The rumor mill is a powerful thing. People are wont to believe other people, because we give credit to humans more readily than we do advertisers. Add in the ability to machine gun the world through email, and you can see how fast rumors can spread and start to have an impact on our shopping.

First there are the legitimate new stories, like all the millions of toys made in China that have been recalled because of lead paint fears. As we discussed earlier this semester, about 80% of the toys sold in the US are made in China. So when a problem occurs, it will more than likely involve that nation. But when people start hearing these news stories with alarming frequency, a negative buzz takes off. The result? Some 75% of Americans now claim they will think twice before buying Chinese-made toys this Christmas.

Never mind that the chance of lead poisoning from these toys is very small.

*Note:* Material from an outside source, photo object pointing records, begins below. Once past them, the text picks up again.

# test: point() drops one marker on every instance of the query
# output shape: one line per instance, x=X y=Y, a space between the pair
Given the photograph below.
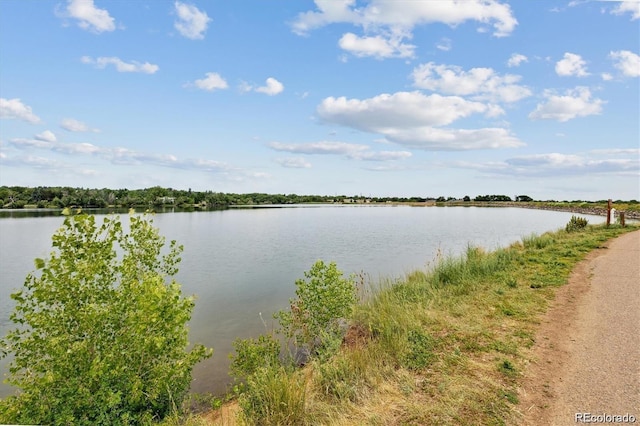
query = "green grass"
x=442 y=346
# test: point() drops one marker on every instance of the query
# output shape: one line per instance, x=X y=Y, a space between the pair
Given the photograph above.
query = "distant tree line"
x=17 y=197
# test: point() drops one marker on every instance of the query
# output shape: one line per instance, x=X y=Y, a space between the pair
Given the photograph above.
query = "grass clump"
x=443 y=346
x=576 y=224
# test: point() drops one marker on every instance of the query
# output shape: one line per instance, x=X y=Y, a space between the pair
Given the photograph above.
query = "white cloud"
x=294 y=162
x=412 y=119
x=394 y=15
x=378 y=46
x=192 y=23
x=627 y=62
x=120 y=65
x=323 y=147
x=444 y=139
x=72 y=125
x=516 y=59
x=571 y=65
x=89 y=16
x=211 y=82
x=120 y=155
x=382 y=155
x=483 y=83
x=410 y=109
x=575 y=103
x=353 y=151
x=46 y=136
x=386 y=24
x=14 y=108
x=272 y=87
x=632 y=7
x=550 y=165
x=444 y=44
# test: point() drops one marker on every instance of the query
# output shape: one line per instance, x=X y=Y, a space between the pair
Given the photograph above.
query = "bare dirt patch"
x=585 y=355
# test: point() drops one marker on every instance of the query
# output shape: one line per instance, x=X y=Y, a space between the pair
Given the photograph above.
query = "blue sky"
x=374 y=98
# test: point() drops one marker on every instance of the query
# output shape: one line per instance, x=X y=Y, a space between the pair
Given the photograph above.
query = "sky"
x=373 y=98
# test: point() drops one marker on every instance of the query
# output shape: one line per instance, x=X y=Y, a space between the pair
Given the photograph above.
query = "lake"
x=242 y=263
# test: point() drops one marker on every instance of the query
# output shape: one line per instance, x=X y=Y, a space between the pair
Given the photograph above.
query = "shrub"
x=100 y=334
x=576 y=224
x=324 y=298
x=253 y=354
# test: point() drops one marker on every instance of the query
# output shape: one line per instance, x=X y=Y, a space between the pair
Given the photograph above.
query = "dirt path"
x=587 y=353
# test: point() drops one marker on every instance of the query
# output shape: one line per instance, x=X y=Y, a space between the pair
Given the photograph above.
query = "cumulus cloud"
x=378 y=46
x=406 y=15
x=46 y=136
x=387 y=24
x=121 y=66
x=72 y=125
x=557 y=164
x=627 y=62
x=516 y=59
x=624 y=7
x=413 y=119
x=323 y=147
x=444 y=44
x=294 y=162
x=574 y=103
x=192 y=23
x=483 y=83
x=212 y=81
x=89 y=17
x=271 y=88
x=571 y=65
x=119 y=155
x=349 y=150
x=408 y=109
x=15 y=109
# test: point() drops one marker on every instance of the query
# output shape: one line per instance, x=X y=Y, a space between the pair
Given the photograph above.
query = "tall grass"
x=446 y=345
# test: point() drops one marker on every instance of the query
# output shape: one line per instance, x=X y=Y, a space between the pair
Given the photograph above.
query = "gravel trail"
x=585 y=366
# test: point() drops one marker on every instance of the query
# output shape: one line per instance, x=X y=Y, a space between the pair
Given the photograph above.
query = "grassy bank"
x=443 y=346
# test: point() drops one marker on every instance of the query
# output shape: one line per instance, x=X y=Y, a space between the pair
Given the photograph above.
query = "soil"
x=586 y=359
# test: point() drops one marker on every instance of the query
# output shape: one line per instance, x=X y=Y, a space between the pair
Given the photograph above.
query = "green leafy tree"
x=324 y=298
x=100 y=334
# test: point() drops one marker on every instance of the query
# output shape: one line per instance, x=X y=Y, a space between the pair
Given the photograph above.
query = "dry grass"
x=445 y=346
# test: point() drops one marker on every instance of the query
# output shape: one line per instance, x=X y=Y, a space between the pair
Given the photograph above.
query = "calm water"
x=242 y=264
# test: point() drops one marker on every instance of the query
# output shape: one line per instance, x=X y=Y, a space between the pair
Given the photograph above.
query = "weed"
x=576 y=224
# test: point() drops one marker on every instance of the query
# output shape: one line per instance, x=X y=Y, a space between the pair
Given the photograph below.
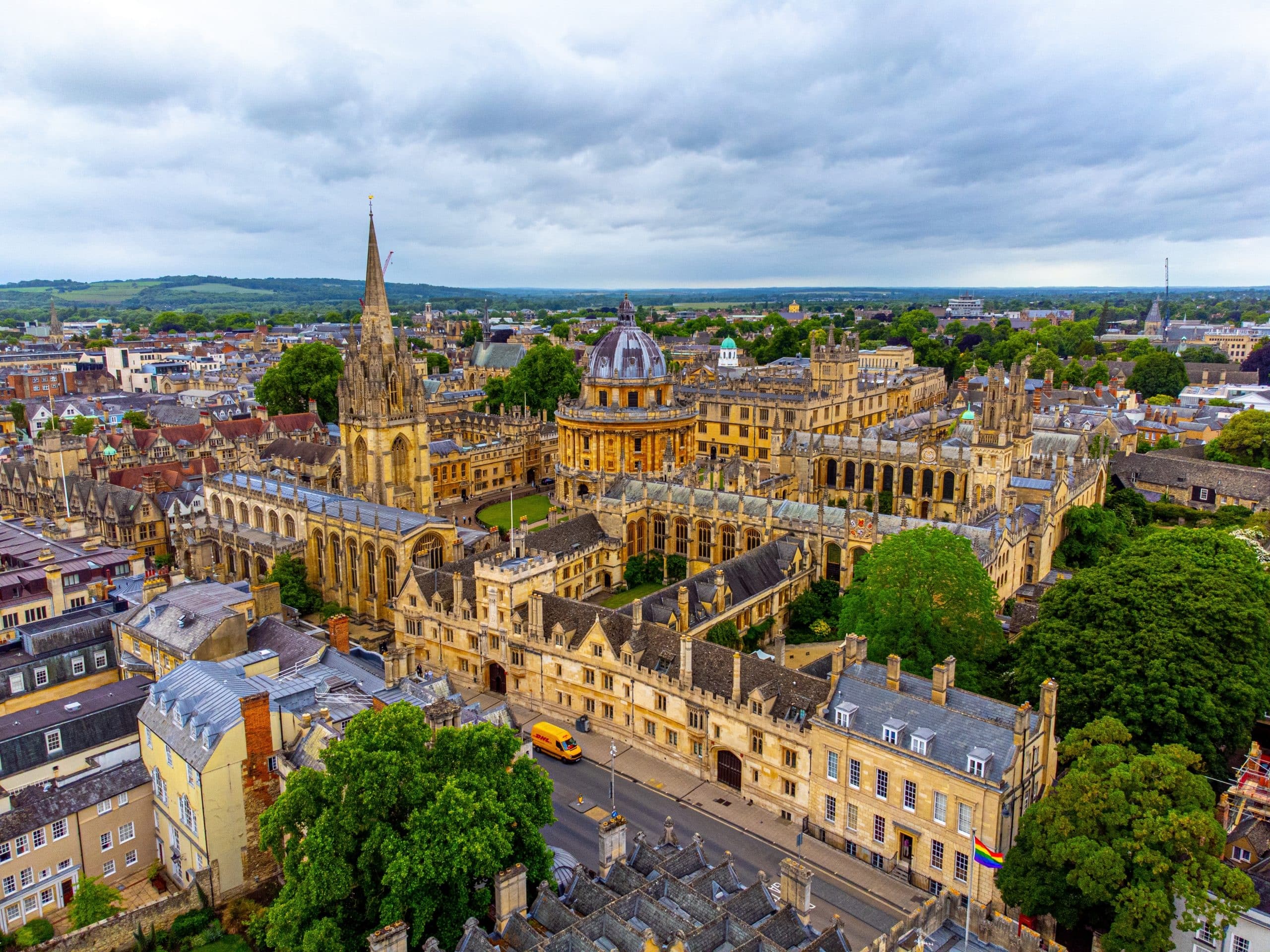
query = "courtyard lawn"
x=501 y=513
x=622 y=598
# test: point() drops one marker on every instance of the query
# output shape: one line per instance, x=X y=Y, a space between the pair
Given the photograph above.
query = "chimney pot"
x=893 y=672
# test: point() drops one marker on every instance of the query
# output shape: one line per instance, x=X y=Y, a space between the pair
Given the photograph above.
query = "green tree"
x=724 y=634
x=1246 y=438
x=1159 y=372
x=437 y=362
x=1130 y=507
x=1091 y=535
x=922 y=595
x=93 y=901
x=305 y=371
x=403 y=824
x=1098 y=373
x=19 y=414
x=1118 y=839
x=544 y=375
x=1171 y=636
x=294 y=586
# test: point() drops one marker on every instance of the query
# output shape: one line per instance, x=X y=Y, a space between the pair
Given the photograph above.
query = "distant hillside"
x=193 y=291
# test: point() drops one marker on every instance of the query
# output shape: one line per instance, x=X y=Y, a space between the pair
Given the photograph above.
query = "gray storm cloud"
x=573 y=145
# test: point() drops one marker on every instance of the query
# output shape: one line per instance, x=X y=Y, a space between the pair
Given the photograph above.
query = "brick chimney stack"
x=893 y=672
x=338 y=630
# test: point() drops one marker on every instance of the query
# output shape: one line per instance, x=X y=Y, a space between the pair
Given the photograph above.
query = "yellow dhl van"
x=556 y=742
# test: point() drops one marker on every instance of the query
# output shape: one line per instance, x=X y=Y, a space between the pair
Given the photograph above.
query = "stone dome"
x=627 y=352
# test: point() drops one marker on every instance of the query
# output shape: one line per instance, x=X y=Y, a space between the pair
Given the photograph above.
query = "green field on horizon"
x=215 y=289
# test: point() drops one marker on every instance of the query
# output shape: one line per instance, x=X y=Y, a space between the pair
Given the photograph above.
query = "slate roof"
x=187 y=615
x=332 y=504
x=41 y=804
x=965 y=722
x=1174 y=470
x=657 y=648
x=662 y=894
x=563 y=538
x=289 y=448
x=747 y=575
x=492 y=356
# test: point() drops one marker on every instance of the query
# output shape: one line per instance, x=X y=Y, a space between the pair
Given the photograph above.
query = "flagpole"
x=974 y=834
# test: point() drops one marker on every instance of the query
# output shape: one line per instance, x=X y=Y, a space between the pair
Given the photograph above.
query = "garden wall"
x=117 y=932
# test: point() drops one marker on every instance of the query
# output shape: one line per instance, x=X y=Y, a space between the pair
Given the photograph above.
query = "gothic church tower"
x=382 y=407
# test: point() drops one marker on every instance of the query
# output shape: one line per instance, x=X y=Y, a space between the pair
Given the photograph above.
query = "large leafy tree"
x=294 y=586
x=544 y=375
x=1246 y=438
x=1171 y=636
x=1092 y=534
x=1121 y=837
x=922 y=595
x=1159 y=372
x=403 y=824
x=304 y=371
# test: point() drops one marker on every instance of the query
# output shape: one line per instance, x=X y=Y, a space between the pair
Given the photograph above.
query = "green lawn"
x=501 y=513
x=228 y=944
x=623 y=598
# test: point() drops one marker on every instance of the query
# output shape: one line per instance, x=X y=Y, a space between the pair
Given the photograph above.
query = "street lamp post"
x=613 y=758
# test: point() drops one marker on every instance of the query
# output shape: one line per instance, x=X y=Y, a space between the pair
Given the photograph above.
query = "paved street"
x=864 y=916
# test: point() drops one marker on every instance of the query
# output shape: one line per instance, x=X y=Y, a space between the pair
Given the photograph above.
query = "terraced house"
x=737 y=719
x=906 y=771
x=96 y=823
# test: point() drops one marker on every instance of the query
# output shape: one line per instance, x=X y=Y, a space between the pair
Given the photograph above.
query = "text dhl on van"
x=556 y=742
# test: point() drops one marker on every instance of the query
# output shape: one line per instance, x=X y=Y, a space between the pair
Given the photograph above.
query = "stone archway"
x=728 y=769
x=496 y=678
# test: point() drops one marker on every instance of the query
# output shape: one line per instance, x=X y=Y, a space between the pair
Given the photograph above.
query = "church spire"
x=377 y=318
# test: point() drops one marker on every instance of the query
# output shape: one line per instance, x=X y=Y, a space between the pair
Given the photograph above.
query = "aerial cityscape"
x=708 y=525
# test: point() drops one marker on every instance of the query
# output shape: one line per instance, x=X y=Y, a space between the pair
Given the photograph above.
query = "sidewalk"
x=727 y=805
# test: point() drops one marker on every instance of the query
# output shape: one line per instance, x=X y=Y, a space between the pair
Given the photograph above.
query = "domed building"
x=627 y=418
x=728 y=353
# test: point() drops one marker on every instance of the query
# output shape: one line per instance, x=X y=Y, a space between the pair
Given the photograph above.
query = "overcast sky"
x=639 y=145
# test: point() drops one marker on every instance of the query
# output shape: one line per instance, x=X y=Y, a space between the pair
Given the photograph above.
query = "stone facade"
x=384 y=407
x=628 y=416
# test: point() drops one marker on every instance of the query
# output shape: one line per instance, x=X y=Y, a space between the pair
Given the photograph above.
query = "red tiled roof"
x=191 y=433
x=233 y=429
x=291 y=423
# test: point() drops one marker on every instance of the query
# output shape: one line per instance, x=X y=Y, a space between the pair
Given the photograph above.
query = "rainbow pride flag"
x=986 y=857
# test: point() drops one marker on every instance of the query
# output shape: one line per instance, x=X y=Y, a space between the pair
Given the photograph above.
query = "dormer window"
x=921 y=740
x=892 y=730
x=844 y=713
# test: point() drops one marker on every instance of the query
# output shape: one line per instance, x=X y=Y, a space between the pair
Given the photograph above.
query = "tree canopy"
x=544 y=375
x=924 y=595
x=294 y=586
x=1118 y=839
x=1092 y=534
x=1159 y=372
x=1245 y=440
x=93 y=901
x=304 y=371
x=403 y=824
x=1171 y=636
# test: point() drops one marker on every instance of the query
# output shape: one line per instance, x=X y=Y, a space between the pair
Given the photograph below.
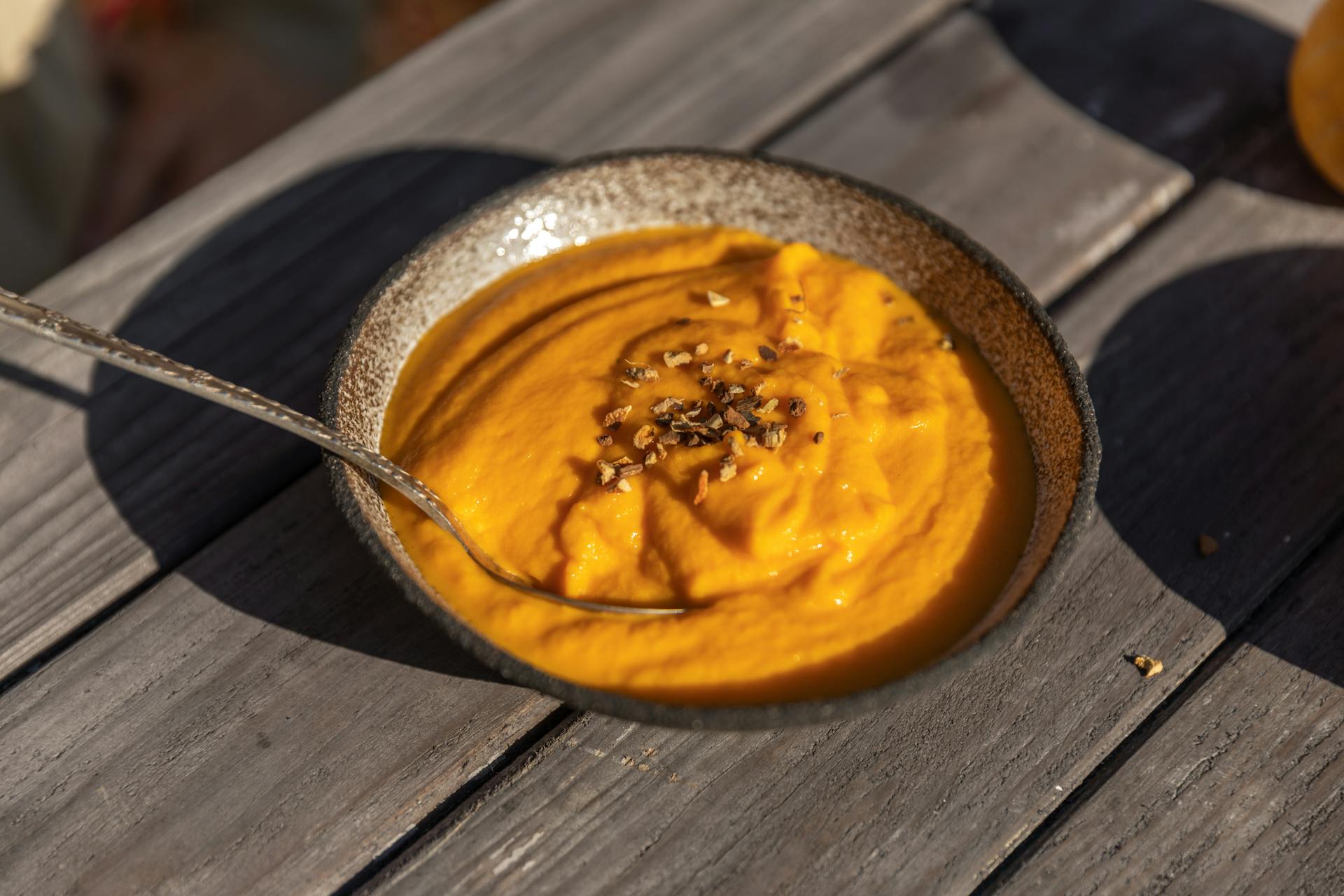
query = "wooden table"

A kid would have to gnaw on the toy to ingest the paint.

LipsBut what if women were applying lead-based products directly to their lips? How much faster could that be ingested?

And suddenly you have a powerful rumor making the rounds. Although it has been around since 2003, Fox News has been reporting about the FDA being ready to investigate (once again) the claims that certain brands and shades of lipstick (particularly red ones) have lots of lead in them.

It was just yesterday that my wife told me about this. We were driving through the desert when she dropped the lipstick bomb. I was surprised, since I had missed that news soundbite. Imagine, I thought, how fast lead could be absorbed through the mouth. Hey, if it works for Enlyten, why not lipstick?

But something about this story kept nagging me, so back at the hotel I Googled it. And the first result was the story over at debunking it as an urban legend. While Fox reports the FDA is going to revisit the topic again, it also said, almost as an afterthought, that the FDA had studied this before and never fond any of it to be true.

But imagine if you just heard from your mother, spouse, etc., that some lipsticks contain lead. And furthermore, you have been inundated with news about tainted Chinese toys. What is your first reaction? Why, I bet they’re making lipstick in China, too! Empty your purses, ladies. We need to do a lipstick check.

And instantly you’re on the internet sending “helpful” messages to friends and family members advising them to not buy certain brands or shades. Such is the power of the modern rumor, the electronic urban legend. We believe because we believe other humans, even though our spam blocker does not check for credentials.

Sure, the FDA may one day find some lead in lipstick. Maybe someday the President of Procter & Gamble will come clean and admit that the firm really has been donating profits to the Church of Satan. And wouldn’t it be nice if you really could get $1 million for forwarding that email to everyone in the world?

Before any of us believe anyone’s claims, we owe it to ourselves and humanity to check it out first. It is unfair to companies when we alter our shopping behaviors because of unfounded rumors we did not check out.

In the meantime, I’m just glad men don’t use lipstick. You never know where you might get lead poisoning these days.